El proceso que nos lleva a descifrar un texto parte de la idea de tener el texto mismo un sentido global descifrable: dicho de otra manera, si lo que tengo ante mí no tiene sentido, será difícil (si no más bien imposible) otorgarle una arquitectura lógica a lo que quiere decirnos. La conclusión a la que queremos llegar, entonces, tiene que basarse en el texto, suponiendo así que nuestra labor sería la de convertir lo que nos es dado (en el caso del cine, las imágenes) en un serie de elementos inteligibles. Podría parecer algo bastante profundo, casi de carácter filosófico (o preferiblemente filológico), pero la realidad es que se trata de una acción elemental que ponemos en marcha todos los días: el mundo, efectivamente, no tiene sentido de por sí, sino que somos nosotros (probablemente sin darnos cuenta) que tendemos a relacionarlo a unas categorías mentales. En el caso del cine, estaríamos ante un producto humano que tiene que ser leído por otros seres humanos; la idea, entonces, es que quien habla (el director, el guionista) está intentando decirnos algo y que, teóricamente, nuestro deber sería solo la traducción mental pasiva.

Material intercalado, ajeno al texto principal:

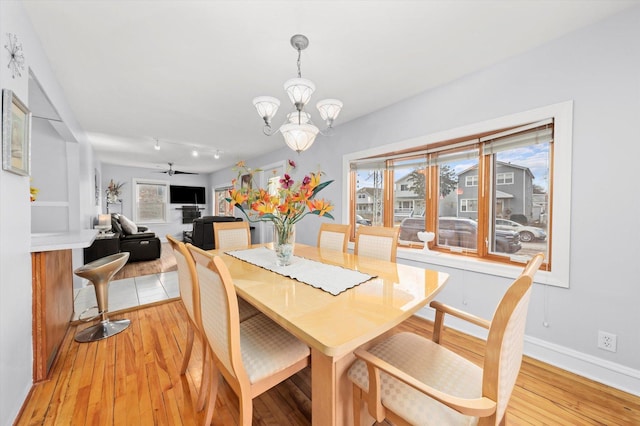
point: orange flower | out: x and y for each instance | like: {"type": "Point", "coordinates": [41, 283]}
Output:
{"type": "Point", "coordinates": [320, 207]}
{"type": "Point", "coordinates": [237, 197]}
{"type": "Point", "coordinates": [284, 204]}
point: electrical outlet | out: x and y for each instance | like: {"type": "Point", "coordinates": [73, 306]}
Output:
{"type": "Point", "coordinates": [607, 341]}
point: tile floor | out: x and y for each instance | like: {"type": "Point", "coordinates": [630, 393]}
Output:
{"type": "Point", "coordinates": [128, 293]}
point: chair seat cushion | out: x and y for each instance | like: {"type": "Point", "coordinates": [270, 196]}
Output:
{"type": "Point", "coordinates": [430, 363]}
{"type": "Point", "coordinates": [268, 348]}
{"type": "Point", "coordinates": [246, 309]}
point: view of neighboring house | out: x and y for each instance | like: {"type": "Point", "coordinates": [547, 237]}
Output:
{"type": "Point", "coordinates": [369, 203]}
{"type": "Point", "coordinates": [408, 201]}
{"type": "Point", "coordinates": [514, 192]}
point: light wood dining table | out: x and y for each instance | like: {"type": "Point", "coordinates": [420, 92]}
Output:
{"type": "Point", "coordinates": [333, 326]}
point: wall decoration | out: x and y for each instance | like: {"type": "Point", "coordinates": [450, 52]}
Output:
{"type": "Point", "coordinates": [16, 57]}
{"type": "Point", "coordinates": [16, 134]}
{"type": "Point", "coordinates": [96, 185]}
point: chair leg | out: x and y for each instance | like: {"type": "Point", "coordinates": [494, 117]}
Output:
{"type": "Point", "coordinates": [357, 405]}
{"type": "Point", "coordinates": [212, 390]}
{"type": "Point", "coordinates": [246, 410]}
{"type": "Point", "coordinates": [187, 349]}
{"type": "Point", "coordinates": [206, 376]}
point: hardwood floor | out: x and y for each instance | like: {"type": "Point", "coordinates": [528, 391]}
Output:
{"type": "Point", "coordinates": [133, 378]}
{"type": "Point", "coordinates": [166, 263]}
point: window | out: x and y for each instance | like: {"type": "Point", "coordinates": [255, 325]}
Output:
{"type": "Point", "coordinates": [504, 179]}
{"type": "Point", "coordinates": [369, 203]}
{"type": "Point", "coordinates": [539, 156]}
{"type": "Point", "coordinates": [469, 205]}
{"type": "Point", "coordinates": [151, 201]}
{"type": "Point", "coordinates": [470, 182]}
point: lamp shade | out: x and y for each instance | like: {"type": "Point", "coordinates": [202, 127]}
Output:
{"type": "Point", "coordinates": [267, 106]}
{"type": "Point", "coordinates": [299, 137]}
{"type": "Point", "coordinates": [299, 90]}
{"type": "Point", "coordinates": [329, 109]}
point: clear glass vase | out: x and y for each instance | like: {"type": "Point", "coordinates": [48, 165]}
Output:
{"type": "Point", "coordinates": [284, 236]}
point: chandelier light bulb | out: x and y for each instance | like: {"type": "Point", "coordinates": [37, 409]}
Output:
{"type": "Point", "coordinates": [329, 110]}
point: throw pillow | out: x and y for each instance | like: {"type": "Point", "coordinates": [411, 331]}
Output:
{"type": "Point", "coordinates": [115, 224]}
{"type": "Point", "coordinates": [128, 226]}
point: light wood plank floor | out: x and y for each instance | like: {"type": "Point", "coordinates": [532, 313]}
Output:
{"type": "Point", "coordinates": [133, 378]}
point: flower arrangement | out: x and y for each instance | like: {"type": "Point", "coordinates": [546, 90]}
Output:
{"type": "Point", "coordinates": [284, 203]}
{"type": "Point", "coordinates": [113, 191]}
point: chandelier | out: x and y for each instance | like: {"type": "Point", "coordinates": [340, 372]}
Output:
{"type": "Point", "coordinates": [298, 131]}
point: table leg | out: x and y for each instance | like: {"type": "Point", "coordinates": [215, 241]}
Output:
{"type": "Point", "coordinates": [330, 389]}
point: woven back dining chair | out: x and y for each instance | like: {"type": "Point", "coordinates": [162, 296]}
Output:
{"type": "Point", "coordinates": [410, 380]}
{"type": "Point", "coordinates": [228, 235]}
{"type": "Point", "coordinates": [377, 242]}
{"type": "Point", "coordinates": [252, 355]}
{"type": "Point", "coordinates": [334, 236]}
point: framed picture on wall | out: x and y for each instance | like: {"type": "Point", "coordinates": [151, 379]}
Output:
{"type": "Point", "coordinates": [16, 134]}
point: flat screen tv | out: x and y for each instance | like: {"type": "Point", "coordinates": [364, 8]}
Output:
{"type": "Point", "coordinates": [187, 195]}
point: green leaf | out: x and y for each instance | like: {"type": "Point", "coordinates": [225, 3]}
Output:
{"type": "Point", "coordinates": [320, 188]}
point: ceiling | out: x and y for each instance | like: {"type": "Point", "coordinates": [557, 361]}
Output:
{"type": "Point", "coordinates": [184, 73]}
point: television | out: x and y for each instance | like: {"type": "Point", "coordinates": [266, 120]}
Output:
{"type": "Point", "coordinates": [187, 194]}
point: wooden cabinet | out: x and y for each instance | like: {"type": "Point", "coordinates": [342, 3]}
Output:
{"type": "Point", "coordinates": [52, 285]}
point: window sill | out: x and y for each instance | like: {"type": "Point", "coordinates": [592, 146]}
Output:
{"type": "Point", "coordinates": [474, 265]}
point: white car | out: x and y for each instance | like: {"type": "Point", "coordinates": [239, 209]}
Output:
{"type": "Point", "coordinates": [527, 233]}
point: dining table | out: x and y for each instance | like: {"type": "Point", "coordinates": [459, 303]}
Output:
{"type": "Point", "coordinates": [333, 323]}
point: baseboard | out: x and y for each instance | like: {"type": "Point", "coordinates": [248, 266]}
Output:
{"type": "Point", "coordinates": [606, 372]}
{"type": "Point", "coordinates": [602, 371]}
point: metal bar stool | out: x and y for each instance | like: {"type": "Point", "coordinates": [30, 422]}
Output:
{"type": "Point", "coordinates": [100, 272]}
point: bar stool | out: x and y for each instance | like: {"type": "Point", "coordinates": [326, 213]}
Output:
{"type": "Point", "coordinates": [100, 272]}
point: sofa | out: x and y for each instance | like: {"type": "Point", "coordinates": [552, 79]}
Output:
{"type": "Point", "coordinates": [201, 234]}
{"type": "Point", "coordinates": [141, 244]}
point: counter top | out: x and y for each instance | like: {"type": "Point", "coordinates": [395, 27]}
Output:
{"type": "Point", "coordinates": [50, 241]}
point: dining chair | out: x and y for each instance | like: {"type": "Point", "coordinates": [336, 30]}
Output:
{"type": "Point", "coordinates": [252, 355]}
{"type": "Point", "coordinates": [377, 242]}
{"type": "Point", "coordinates": [229, 235]}
{"type": "Point", "coordinates": [334, 236]}
{"type": "Point", "coordinates": [409, 379]}
{"type": "Point", "coordinates": [189, 288]}
{"type": "Point", "coordinates": [189, 294]}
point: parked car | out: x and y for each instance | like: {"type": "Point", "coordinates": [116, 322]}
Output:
{"type": "Point", "coordinates": [362, 221]}
{"type": "Point", "coordinates": [527, 233]}
{"type": "Point", "coordinates": [459, 232]}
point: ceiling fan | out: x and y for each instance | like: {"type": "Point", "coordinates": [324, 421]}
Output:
{"type": "Point", "coordinates": [172, 172]}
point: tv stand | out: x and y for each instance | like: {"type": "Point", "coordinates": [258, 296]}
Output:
{"type": "Point", "coordinates": [189, 213]}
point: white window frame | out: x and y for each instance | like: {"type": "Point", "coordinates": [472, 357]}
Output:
{"type": "Point", "coordinates": [140, 181]}
{"type": "Point", "coordinates": [562, 115]}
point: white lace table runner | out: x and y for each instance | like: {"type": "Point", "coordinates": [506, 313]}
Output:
{"type": "Point", "coordinates": [330, 278]}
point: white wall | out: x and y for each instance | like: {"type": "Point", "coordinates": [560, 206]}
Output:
{"type": "Point", "coordinates": [599, 69]}
{"type": "Point", "coordinates": [16, 355]}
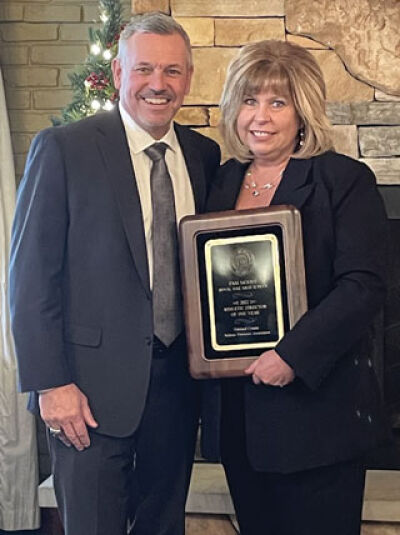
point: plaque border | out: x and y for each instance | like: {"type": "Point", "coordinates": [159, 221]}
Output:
{"type": "Point", "coordinates": [278, 290]}
{"type": "Point", "coordinates": [285, 216]}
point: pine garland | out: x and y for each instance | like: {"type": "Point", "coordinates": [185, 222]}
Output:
{"type": "Point", "coordinates": [92, 83]}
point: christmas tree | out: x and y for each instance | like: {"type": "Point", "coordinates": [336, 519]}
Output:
{"type": "Point", "coordinates": [92, 84]}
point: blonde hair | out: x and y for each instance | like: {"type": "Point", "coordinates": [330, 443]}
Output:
{"type": "Point", "coordinates": [284, 68]}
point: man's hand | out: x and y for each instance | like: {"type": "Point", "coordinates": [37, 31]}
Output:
{"type": "Point", "coordinates": [270, 369]}
{"type": "Point", "coordinates": [67, 408]}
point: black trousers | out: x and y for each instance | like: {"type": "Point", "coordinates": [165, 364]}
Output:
{"type": "Point", "coordinates": [142, 478]}
{"type": "Point", "coordinates": [322, 501]}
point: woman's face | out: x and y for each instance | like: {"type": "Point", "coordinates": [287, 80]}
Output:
{"type": "Point", "coordinates": [268, 125]}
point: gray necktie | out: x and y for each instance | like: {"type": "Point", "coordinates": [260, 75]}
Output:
{"type": "Point", "coordinates": [167, 300]}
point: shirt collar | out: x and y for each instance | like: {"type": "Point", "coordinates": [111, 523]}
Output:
{"type": "Point", "coordinates": [139, 139]}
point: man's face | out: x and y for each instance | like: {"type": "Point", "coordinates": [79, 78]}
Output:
{"type": "Point", "coordinates": [153, 77]}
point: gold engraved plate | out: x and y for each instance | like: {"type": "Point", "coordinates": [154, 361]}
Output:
{"type": "Point", "coordinates": [244, 292]}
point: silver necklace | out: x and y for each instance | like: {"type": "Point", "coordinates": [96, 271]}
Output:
{"type": "Point", "coordinates": [253, 187]}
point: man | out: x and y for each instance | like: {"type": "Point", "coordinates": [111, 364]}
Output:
{"type": "Point", "coordinates": [93, 260]}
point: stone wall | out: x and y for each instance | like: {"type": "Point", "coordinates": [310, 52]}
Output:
{"type": "Point", "coordinates": [42, 40]}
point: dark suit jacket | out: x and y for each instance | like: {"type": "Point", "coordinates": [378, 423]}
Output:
{"type": "Point", "coordinates": [81, 304]}
{"type": "Point", "coordinates": [332, 411]}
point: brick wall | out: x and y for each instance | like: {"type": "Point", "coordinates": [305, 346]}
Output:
{"type": "Point", "coordinates": [366, 121]}
{"type": "Point", "coordinates": [41, 41]}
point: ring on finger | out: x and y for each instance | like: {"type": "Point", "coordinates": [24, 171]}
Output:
{"type": "Point", "coordinates": [54, 431]}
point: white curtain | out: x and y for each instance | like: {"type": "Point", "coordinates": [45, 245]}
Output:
{"type": "Point", "coordinates": [18, 452]}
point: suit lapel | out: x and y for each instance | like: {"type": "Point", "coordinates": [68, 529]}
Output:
{"type": "Point", "coordinates": [114, 149]}
{"type": "Point", "coordinates": [295, 187]}
{"type": "Point", "coordinates": [194, 166]}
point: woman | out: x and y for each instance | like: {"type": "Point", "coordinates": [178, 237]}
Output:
{"type": "Point", "coordinates": [293, 455]}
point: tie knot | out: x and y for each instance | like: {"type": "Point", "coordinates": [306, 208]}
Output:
{"type": "Point", "coordinates": [156, 151]}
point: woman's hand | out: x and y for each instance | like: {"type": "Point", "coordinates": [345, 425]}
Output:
{"type": "Point", "coordinates": [270, 369]}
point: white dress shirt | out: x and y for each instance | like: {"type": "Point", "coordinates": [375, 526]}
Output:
{"type": "Point", "coordinates": [138, 141]}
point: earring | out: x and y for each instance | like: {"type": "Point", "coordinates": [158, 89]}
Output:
{"type": "Point", "coordinates": [302, 135]}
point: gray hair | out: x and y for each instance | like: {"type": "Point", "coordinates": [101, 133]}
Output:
{"type": "Point", "coordinates": [154, 22]}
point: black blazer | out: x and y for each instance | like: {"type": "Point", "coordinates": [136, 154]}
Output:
{"type": "Point", "coordinates": [332, 411]}
{"type": "Point", "coordinates": [80, 301]}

El problema de las obras de David Lynch, si seguimos el discurso de la traducibilidad, sería la falta de unos cánones precisos, ya conocidos. No se trata aquí de la problemática que nos llevaría a tener una visión fuera de las normas del texto fílmico, sino del conjunto de detalles que forman parte de un mundo al que no podemos acercarnos fácilmente desde un punto de vista de pasividad. Efectivamente, Ronnie Rocket sería la historia de unos buenos (el detective, los dos científicos y su amiga o amante) que intentan luchar contra los malos (los “donut men”, el empresario, el gran malo final que no puede concebir que los zapatos no estén atados), todo esto representando la salvación de un personaje incapaz de hablar (¿de pensar?). Ronnie representa la inocencia, la vida que nace por mano de unas personas cuyo objetivo es amar, querer; lo negativo, la presencia de la falta de humanidad (de sentimientos), sería entonces la explotación salvaje, el acto de despreciar a los seres vivos, ya que el objetivo solo es aumentar el número de billetes de cada concierto (lo cual, materialmente, significa una serie de buenas recaudaciones).

Sin embargo, la presencia de una estructura nuclear así simple pone de manifiesto cómo los detalles, la carne que envuelve los huesos, son todo menos que simples de descifrar. No entendemos aquí la sola traducción en unas palabras secas del significado de ciertos elementos fílmicos en relación al contexto interno, sino también la presencia de la forma del director (y guionista) en tanto sujeto activo: si algo vemos (o leemos, ya que de un guion se trata) en Ronnie Rocket, esto puede remontarse a un valor simbólico profundo o, lo cual no es de desdeñarse, a una voluntad estética por parte de Lynch. Proposición más simple: si hay algo, quizás este se deba a que Lynch simplemente nos está contando sus sueños, confundiendo y entremezclando el texto fílmico canónico con la creación artística individual, la presencia de un “yo” que quiere hablar de sí, y nada más.

El guion del director norteamericano, con sus dobles mundos que se entremezclan, supone así una serie de lecturas diferentes, a veces hasta inconcluyentes (pero no por esto menos interesantes), que forman la complejidad de toda la arquitectura existente del filme en tanto producto y no solo texto. Resulta interesante la lectura, porque nos lleva a una dimensión diferente y, sobre todo, porque nos invita a acceder a un mundo que nos está prohibido: Ronnie Rocket funciona como guion porque revela su improbable caos, la imposibilidad de visualizar la obra ya que se resalta la importancia de la fantasía del director.

El hecho de que leer no sea bastante, acto este que al final nos resulta manco, nos prepara para que el resultado final se materialice en la gana de ver el producto final, completo, ya que lo visual tiene una importancia por nada secundaria en la lectura global de lo que nos es presentado. El guion nos ayuda a acercarnos a un mundo inexistente, demostración de que no siempre lo onírico puede traspasar al mundo real; esta visión fantasmal no es la dicotomía que encontramos en los dos mundos de Ronnie Rocket, sino el darse cuenta de que no todos los proyectos acaban en la pantalla. Si un día Lynch decidirá acceder a las plegarias de un “yo” suyo más joven, el producto final tendrá que pasar por unas variaciones que podrían poner en peligro la estructura inicial (Lynch mismo parece rechazar cualquier idea de rodar el guion, ya que el mundo contemporáneo no le parece apto para su visión estética, demasiado diferente de aquella situación contextual de los años setenta y ochenta). Necesaria, entonces es la lectura, lo que nos transforma en visitantes de otros mundos que nacieron y que nunca lograron vivir fuera de las hojas blancas.